East German athletics competitor

Uwe Freimuth (/de/; born 10 September 1961 in Rathenow, Bezirk Potsdam) is a retired decathlete from East Germany, who finished in eighteenth place with 7860 points at the 1988 Summer Olympics in Seoul, South Korea.

==Biography==
He is ranked tenth in the all-time points score ranking for the decathlon. His personal best is 8,792 Points (1984). He scored over 8000 points in 24 competitions.

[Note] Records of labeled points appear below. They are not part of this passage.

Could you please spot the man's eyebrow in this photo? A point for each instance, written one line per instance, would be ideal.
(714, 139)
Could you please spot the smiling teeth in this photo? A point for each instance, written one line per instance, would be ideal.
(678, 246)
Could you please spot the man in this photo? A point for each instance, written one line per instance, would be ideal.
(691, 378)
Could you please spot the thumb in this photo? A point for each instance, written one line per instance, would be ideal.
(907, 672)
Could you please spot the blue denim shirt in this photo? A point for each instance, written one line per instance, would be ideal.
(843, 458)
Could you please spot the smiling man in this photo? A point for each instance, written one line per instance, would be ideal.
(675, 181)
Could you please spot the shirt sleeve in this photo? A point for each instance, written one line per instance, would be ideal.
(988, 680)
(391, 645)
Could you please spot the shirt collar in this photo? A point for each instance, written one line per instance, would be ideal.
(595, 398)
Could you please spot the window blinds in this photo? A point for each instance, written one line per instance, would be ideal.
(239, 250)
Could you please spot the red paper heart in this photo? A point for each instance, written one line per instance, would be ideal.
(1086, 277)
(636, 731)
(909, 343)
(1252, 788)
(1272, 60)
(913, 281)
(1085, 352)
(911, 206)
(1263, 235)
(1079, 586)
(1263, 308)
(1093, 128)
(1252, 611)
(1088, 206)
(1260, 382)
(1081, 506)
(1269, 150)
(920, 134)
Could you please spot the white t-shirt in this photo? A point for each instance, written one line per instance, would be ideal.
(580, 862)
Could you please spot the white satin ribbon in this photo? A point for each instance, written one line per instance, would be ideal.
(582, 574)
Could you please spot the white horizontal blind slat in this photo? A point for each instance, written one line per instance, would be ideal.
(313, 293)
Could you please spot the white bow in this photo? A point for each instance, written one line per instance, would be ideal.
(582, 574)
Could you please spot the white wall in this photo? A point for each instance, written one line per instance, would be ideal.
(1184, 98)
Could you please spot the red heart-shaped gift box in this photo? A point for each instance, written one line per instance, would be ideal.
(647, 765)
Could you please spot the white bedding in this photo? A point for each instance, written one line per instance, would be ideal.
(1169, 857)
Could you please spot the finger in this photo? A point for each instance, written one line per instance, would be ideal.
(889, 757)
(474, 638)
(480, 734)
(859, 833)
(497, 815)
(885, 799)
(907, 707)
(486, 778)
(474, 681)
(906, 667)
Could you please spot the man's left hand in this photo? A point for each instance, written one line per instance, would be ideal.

A former record holder for East Germany, he is a four-time national champion (1984, 1985, 1986, and 1988) in the men's decathlon. He represented the sports club ASK Vorwärts Potsdam. After he retired from competition he started his profession as a club coach in Potsdam. From 1995 until 1998 he was in charge as a National Coach for Decathlon and High Jump in Malaysia. In 1998 he became a union coach in Bavaria and in 2000 he moved as a lecturer to the Institute of Sports at the University of Würzburg, Germany. He became a sports scientist for sports theory and analysis. In 2002 he completed his dissertation. In September 2007 Freimuth returned to Malaysia to head the Department for Development at the Institute of Sports (ISN) in Kuala Lumpur. From October 2009 until October 2011, Freimuth represented the German Olympic Sports Confederation in Hanoi, Vietnam. He was in charge as Technical Director for the Vietnam Athletics Federation. Since September 2013, Freimuth has been Professor of Sport & Event Management at the Business and Information Technology School at Berlin, Hamburg and Iserlohn.

He is the twin brother of high jumper Jörg Freimuth, who won the bronze medal at the 1980 Summer Olympics in Moscow. He is also the father of fellow decathlete Rico Freimuth.